Il ne résulte de cette pièce aucune constatation directe par l'huissier des désordres à l'exception de la présence du puits perdu sous une pierre, ce qui corrobore qu'il s'agit d'un élément visible dans le jardin, le fait que ce puits soit recouvert d'une pierre ne suffisant pas à en faire un vice caché.
Par ailleurs les éléments produits au débat démontrent que les puits incriminés ont été créés par la copropriété afin de drainer l'humidité.
Au surplus Mme [O] veuve [W] se contente de produire au débat des photographies de sa terrasse ou des gaines pour attester des désordres qu'elle invoque, ces photographies ne permettant pas d'attester de la réalité ni de l'ampleur de ces désordres.

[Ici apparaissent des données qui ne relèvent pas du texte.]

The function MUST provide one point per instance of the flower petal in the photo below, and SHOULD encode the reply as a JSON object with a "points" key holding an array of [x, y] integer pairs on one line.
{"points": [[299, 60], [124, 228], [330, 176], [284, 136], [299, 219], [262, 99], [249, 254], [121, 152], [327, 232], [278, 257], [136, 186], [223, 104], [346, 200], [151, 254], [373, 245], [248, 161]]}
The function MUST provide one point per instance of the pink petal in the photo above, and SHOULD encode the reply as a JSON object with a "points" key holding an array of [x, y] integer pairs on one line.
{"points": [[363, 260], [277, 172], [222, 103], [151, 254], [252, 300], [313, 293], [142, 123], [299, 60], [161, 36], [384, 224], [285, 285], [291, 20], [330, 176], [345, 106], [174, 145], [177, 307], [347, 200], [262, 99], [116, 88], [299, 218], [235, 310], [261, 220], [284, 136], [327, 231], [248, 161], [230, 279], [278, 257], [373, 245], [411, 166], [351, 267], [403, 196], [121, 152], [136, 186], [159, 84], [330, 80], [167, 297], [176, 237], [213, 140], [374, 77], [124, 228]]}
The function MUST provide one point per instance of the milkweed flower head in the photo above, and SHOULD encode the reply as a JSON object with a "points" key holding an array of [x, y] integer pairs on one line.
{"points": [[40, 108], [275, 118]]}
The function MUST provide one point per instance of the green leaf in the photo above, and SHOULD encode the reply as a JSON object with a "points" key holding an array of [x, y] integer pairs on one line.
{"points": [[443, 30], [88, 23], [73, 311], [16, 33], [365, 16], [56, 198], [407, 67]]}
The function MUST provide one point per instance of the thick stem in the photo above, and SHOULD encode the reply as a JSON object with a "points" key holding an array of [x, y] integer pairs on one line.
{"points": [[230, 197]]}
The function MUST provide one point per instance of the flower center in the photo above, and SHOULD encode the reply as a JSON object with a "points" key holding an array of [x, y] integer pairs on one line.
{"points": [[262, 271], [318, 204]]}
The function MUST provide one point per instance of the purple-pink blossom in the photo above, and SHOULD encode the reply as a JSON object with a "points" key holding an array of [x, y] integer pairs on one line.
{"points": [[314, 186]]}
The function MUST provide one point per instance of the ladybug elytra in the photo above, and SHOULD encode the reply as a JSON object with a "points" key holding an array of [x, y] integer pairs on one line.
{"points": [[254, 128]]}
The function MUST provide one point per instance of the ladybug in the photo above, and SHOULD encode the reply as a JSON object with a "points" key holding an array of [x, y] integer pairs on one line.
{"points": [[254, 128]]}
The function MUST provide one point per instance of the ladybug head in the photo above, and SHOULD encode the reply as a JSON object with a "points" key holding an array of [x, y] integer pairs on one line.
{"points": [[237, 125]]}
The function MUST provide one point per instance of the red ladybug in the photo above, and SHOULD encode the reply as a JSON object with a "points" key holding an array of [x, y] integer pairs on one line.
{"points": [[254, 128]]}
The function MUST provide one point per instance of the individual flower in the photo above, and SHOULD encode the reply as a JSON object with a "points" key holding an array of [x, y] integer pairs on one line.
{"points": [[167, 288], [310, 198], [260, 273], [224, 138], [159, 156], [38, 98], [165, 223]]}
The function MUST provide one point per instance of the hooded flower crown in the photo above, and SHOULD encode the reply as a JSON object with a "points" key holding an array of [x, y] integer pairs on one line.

Le jugement sera confirmé en ce qu'il a débouté Mme [S] [O] veuve [W] de ses demandes à l'encontre de la société Terrasses et Jardins et l'a condamnée à lui payer la somme de 1 500 euros sur le fondement de l'article 700 du code de procédure civile.
Il convient de condamner Mme [S] [O] veuve [W] à payer à la société Terrasses et Jardins la somme de 3 000 euros sur le fondement de l'article 700 du code de procédure civile pour les frais irrépétibles engagés en cause d'appel.
PAR CES MOTIFS : statuant publiquement,
. Confirme le jugement du tribunal judiciaire de Créteil en date du 11 septembre 2020 en ce qu'il a débouté Mme [S] [O] veuve [W] de ses demandes à l'encontre de la société Terrasses et Jardins et l'a condamnée à lui payer la somme de 1 500 euros sur le fondement de l'article 700 du code de procédure civile,
. Condamne Mme [S] [O] veuve [W] à payer à la société Terrasses et Jardins la somme de 3 000 euros sur le fondement de l'article 700 du code de procédure civile pour les frais irrépétibles engagés en cause d'appel,
. Condamne Mme [S] [O] veuve [W] aux dépens de l'appel.